When will Israel end its policy of collectively punishing those whose democratic decisions it does not like; and when can we have an honest discussion about Israel itself?
One of the more insidious aspects of the Israeli bombardment of Lebanon and Gaza has been the suggestion that, because the Palestinians voted for Hamas and some Lebanese for Hizbollah, then somehow the people deserve their fate.
It is an interesting proposition. What then can we say about the huge number of Israelis who voted to give Avigdor Leiberman and his racist Yisrael Beiteinu party 11 seats in the Knesset in this year’s election?

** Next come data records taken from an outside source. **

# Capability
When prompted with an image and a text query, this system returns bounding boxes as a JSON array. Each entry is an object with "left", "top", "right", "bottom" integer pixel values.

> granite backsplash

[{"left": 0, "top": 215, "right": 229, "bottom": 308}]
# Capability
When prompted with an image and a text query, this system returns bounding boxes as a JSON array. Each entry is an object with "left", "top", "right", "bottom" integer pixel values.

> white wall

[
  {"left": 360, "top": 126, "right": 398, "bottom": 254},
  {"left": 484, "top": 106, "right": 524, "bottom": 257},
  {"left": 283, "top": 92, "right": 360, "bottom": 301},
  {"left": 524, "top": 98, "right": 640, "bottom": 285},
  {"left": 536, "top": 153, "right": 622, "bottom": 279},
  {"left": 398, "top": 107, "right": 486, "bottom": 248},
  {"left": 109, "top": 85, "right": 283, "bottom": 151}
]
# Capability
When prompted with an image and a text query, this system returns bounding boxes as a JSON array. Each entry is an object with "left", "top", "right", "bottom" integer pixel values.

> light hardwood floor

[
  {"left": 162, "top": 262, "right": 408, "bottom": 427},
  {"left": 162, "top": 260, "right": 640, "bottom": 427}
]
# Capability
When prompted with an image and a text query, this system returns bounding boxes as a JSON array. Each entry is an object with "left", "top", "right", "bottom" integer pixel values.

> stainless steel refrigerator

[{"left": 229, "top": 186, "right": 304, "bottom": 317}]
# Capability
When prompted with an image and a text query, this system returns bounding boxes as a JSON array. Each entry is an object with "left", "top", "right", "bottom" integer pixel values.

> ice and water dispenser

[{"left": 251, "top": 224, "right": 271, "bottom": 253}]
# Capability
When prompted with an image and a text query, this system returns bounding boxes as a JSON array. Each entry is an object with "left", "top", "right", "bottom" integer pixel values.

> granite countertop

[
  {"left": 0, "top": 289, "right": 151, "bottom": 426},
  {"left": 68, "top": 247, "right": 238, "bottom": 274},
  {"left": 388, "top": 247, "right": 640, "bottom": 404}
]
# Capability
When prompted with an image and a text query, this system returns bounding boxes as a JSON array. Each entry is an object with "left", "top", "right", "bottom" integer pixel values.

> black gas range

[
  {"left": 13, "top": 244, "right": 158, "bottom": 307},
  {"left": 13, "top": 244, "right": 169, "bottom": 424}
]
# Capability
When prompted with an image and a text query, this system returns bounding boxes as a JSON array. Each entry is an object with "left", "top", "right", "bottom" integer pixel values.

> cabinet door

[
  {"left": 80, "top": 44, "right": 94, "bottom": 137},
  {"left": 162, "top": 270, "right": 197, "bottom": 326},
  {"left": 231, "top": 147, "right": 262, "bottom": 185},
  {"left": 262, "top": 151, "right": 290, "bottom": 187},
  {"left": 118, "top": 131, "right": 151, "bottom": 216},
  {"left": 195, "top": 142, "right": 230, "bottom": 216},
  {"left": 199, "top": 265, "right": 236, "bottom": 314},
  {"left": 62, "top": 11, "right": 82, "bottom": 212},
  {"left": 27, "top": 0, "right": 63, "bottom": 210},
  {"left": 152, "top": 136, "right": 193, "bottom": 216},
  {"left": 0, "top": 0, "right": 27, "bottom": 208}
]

Just as Hamas and Hizbollah disgracefully refuse to accept Israel’s legitimate right to exist within secure borders, Leiberman and his allies want to ethnically cleanse Israel of its 20 percent of Arab citizens. He speaks of “transferring” Arabs, who have lived in Israel for millennia, to surrounding countries.
The Washington Post reported Leiberman’s big pitch to Israelis was for a “more homogeneous” (read purely Jewish) state. Yet no western country has imposed economic sanctions or military blockades on Israel because a significant slice of its population embraced a racist.
In fact, even suggesting sanctions and blockades (which I do not support) is a taboo in the West, which raises the second issue.
One of Israel’s great strengths as a country is not its nuclear arms or its reliance on the US for billions in military and economic aid, but the vibrancy of the discussion inside the country. This discussion goes to the heart of Zionism itself and whether, in its current militant form, it helps or hinders Israel’s undoubted right to future security.
Having visited Israel for extended periods, I have been witness to, and a participant in, this discourse with hundreds of Israeli Jews of goodwill. Yet to raise such questions outside Israel, as the Jewish-Australian author Antony Loewenstein does in his superb new book, My Israel Question (MUP), means that, like him, you will be pilloried by the reactionary right as traitorous or, most disgracefully, anti-Semitic.
Over the past 20 years, Israel has lost many of its friends because it refuses to look inward and ask some hard questions – about the way its treats the Palestinians and even who it elects to govern.